Auszug aus einem Video einer bekannten Skinnytok-Influencerin. (Quelle: TikTok)

 

(Stand 24.10.2025)

Nachdem in den vergangenen Jahren auch Models mit vielfältigeren Körperformen Werbung für große Brands machten und auf Social Media Body-Positivity und Selbstliebe große Themen wurden, gibt es aktuell mit dem TikTok-Trend  „Skinnytok“ wieder eine Wende hin zur extremen Magerkeit. Unter dem Hashtag #skinnytok werden Inhalte verbreitet, die ein extrem schlankes bis super dünnes Körperbild idealisieren. Allerdings weiten Skinny-Influencer:innen das Ideal nicht nur auf den Körper aus, sondern propagieren ein „Skinny Girl Mindset”: Es gilt als Inbegriff der Disziplin und des Abnehmens, es wird suggeriert, dass die Einhaltung des Mindsets nicht nur zur reinen Gewichtsabnahme führt, sondern dazu, dass man sozial beliebter und in allen Lebenssituationen erfolgreicher wird. Die betreffenden Influencer:innen haben häufig sehr viele Follower:innen auf den bekannten Social-Media-Plattformen.

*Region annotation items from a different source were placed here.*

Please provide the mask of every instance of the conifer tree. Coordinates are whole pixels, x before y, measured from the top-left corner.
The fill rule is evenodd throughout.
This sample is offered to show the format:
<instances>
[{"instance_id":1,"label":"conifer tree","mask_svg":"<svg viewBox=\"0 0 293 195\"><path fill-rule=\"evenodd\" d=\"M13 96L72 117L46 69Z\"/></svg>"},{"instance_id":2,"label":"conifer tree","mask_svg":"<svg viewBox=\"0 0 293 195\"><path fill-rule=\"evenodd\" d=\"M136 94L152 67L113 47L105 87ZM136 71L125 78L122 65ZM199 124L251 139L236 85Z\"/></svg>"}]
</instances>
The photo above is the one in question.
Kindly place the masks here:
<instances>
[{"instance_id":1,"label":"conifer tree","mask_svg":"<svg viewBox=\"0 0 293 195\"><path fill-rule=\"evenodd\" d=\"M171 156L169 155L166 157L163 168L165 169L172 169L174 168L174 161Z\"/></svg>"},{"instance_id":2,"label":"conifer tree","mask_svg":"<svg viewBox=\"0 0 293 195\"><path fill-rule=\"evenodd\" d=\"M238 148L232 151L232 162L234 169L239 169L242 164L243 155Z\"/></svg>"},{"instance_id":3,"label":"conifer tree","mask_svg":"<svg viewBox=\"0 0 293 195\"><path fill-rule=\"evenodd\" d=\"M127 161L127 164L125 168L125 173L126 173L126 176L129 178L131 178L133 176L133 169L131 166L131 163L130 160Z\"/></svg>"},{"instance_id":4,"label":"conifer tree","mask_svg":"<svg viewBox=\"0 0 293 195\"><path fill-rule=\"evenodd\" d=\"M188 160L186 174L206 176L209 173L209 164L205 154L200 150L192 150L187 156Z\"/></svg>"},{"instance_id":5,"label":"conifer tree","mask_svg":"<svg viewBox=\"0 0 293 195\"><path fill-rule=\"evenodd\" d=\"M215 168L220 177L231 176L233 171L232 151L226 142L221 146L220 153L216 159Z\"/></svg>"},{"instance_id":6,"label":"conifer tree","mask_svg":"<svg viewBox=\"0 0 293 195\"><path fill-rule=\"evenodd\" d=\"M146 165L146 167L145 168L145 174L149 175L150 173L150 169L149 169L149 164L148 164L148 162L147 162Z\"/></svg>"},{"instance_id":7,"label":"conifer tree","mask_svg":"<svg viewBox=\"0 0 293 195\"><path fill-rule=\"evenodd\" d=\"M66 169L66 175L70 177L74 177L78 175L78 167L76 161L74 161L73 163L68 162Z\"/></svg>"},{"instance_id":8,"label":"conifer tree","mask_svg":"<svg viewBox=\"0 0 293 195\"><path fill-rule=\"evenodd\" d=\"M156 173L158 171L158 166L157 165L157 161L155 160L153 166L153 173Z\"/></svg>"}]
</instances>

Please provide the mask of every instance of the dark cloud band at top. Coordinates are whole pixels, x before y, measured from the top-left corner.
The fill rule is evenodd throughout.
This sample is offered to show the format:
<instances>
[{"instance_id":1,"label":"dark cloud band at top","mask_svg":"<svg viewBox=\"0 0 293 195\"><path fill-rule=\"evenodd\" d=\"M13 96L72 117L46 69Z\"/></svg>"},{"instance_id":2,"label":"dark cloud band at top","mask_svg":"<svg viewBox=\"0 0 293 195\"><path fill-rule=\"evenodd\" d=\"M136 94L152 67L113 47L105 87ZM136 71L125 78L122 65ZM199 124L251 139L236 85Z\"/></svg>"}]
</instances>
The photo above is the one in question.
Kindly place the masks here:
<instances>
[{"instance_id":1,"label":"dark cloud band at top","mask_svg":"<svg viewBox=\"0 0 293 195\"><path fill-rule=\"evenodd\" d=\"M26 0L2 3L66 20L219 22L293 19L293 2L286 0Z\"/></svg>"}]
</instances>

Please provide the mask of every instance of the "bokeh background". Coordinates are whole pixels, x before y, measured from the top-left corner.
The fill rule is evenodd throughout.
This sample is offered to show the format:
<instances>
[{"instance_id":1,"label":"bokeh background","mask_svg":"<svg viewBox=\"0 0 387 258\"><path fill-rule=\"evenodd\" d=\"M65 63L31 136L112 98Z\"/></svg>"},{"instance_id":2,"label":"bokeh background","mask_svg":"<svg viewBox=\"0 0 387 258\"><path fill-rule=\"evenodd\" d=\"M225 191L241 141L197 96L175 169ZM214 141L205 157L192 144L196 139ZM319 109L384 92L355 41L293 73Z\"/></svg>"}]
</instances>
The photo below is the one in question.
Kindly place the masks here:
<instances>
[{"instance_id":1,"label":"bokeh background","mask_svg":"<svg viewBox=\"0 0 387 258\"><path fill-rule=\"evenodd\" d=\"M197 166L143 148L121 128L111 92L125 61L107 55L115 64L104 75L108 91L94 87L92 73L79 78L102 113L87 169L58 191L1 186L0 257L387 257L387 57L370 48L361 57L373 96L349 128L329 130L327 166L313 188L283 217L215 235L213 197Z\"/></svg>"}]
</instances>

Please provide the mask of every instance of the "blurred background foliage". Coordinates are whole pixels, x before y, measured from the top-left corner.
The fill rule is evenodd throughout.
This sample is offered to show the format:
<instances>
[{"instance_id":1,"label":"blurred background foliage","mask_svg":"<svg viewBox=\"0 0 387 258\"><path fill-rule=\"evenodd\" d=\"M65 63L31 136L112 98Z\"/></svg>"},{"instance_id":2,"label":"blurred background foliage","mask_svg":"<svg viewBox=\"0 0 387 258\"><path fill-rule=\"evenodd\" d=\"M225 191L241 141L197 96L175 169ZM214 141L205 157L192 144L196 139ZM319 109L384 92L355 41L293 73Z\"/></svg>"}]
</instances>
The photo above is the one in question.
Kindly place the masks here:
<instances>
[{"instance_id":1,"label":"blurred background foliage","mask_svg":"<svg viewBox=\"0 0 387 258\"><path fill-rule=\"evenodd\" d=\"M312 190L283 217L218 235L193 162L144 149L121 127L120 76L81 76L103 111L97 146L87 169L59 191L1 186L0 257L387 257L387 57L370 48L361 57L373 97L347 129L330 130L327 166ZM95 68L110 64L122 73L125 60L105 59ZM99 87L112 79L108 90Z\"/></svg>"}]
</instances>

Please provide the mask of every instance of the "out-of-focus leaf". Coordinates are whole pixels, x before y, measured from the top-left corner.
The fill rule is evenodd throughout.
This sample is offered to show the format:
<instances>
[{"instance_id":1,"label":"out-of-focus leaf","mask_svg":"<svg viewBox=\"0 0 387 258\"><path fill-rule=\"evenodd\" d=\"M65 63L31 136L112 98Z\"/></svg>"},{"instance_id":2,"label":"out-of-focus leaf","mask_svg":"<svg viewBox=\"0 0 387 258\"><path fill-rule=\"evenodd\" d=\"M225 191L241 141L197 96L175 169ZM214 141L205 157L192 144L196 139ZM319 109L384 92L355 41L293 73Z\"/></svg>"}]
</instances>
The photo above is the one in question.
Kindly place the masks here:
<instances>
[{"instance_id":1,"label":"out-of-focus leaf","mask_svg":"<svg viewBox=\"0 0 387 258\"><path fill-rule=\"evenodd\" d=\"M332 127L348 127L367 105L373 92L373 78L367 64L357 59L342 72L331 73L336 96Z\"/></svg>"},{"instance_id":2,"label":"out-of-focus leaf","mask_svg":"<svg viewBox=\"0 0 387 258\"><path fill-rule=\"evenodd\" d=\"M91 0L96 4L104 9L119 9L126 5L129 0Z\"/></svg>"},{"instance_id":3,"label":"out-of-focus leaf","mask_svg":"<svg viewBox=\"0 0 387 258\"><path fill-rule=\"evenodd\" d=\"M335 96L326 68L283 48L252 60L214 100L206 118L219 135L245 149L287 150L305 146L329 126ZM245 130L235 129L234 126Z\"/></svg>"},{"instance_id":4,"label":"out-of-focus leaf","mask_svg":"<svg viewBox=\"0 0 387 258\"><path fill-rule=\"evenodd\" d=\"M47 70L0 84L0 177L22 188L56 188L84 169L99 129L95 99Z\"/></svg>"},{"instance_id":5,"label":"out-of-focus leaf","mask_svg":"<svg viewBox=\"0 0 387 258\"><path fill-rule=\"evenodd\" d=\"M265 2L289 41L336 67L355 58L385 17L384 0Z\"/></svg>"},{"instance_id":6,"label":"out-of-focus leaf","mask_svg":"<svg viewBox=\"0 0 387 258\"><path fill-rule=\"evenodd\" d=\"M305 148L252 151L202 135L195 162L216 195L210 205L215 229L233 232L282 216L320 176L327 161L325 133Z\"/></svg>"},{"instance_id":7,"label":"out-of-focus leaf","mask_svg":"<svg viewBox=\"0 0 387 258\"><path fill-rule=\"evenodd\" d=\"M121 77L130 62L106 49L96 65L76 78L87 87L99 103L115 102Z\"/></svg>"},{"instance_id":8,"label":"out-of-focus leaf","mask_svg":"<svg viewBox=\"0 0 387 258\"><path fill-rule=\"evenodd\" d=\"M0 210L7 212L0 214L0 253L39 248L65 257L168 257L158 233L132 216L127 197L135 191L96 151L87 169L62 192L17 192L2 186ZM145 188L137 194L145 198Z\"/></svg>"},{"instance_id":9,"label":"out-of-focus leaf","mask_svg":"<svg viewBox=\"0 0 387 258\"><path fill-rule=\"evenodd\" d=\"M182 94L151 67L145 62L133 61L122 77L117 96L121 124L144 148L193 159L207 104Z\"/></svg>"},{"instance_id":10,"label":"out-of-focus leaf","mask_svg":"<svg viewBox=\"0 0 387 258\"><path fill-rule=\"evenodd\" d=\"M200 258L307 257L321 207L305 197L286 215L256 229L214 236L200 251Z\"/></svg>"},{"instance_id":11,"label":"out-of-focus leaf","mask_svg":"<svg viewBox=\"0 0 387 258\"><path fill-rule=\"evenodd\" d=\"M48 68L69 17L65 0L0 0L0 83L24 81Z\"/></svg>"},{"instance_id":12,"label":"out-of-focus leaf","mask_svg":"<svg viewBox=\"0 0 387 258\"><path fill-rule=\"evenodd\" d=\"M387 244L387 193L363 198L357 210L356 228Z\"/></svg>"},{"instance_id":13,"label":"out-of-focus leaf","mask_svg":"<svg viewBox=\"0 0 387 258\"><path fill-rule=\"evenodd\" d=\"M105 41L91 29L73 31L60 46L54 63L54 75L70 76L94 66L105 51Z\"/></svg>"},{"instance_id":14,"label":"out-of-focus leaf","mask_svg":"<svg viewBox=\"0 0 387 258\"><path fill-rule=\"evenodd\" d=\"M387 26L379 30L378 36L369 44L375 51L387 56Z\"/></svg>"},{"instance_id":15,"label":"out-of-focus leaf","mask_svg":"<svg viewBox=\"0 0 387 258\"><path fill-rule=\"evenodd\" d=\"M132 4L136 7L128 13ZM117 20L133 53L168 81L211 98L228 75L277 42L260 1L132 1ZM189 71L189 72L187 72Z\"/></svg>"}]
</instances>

Vordergründig geht es um Themen wie Motivation, Wohlbefinden und Selbstoptimierung. Tatsächlich vermitteln die Inhalte jedoch oft Botschaften wie „Skinny is an outfit“, stellen extrem dünne Körper als Schönheitsideal dar und begünstigen gefährliches Essverhalten. Das geht so weit, dass auch Essstörungen wie Magersucht und Bulimie verharmlost oder gar verherrlicht werden. 
Formulierungen wie „Warum belohnst du dich mit einem Snack? Du bist kein Hund“ veranschaulichen exemplarisch den abwertenden Tonfall, mit dem Druck zur Gewichtsreduktion ausgeübt wird.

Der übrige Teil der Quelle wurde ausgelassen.